Frame 1, when the shot is enlarged, shows his silver boots clearly above the roll cage. The body of the “Soul Twister,” detached from the frame, spins on its side.
Frame 2 speaks to the horror of the moment in greater detail. Bunns, upside down, is almost completely out of the car, head and shoulders in the floorpan, the engine flipped over in the frame, the parachutes limp and useless.
Steve quickly made prints for me, and the following morning, when the staff arrived to put out the Monday afternoon edition, I was waiting to show Howard, my boss, the pictures. He liked them so much, he ran them stacked one atop the other, in sequence, for nearly the depth of page B2. I felt so very sorry that Western Bunns had been so badly hurt and was hospitalized; I wished it hadn’t happened. But at the same time, I had no reticence about the decision to publish the pics. News is news, for better or for worse.

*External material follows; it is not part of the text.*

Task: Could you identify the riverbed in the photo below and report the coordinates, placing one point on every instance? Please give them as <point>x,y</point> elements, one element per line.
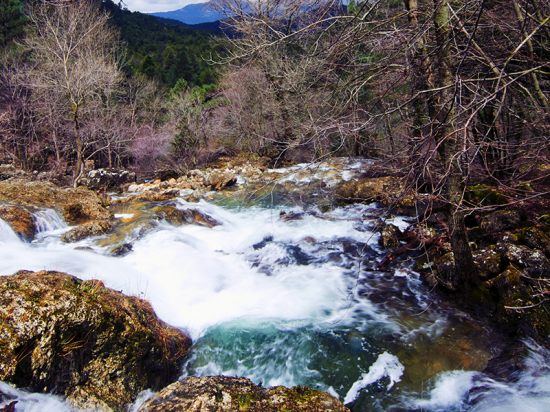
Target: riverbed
<point>285,291</point>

Bunns, to my knowledge, never raced again. Roberta and Bunny maintained a busy schedule of match races, entertaining tens of thousands of fans up and down the Eastern Seaboard. Burkett went on to win the 1986 IHRA Alcohol Funny Car world championship. Schultz retired a few years after Bunns’ crash, married then-Maryland International Raceway owner Tod Mack, and became a professional poker player.
The pictures captured what happened on that awful, but most memorable day, June 4, 1978. As Paul Harvey so eloquently stated at the end of each weekday radio broadcast, “And now you know … the rest of the story.”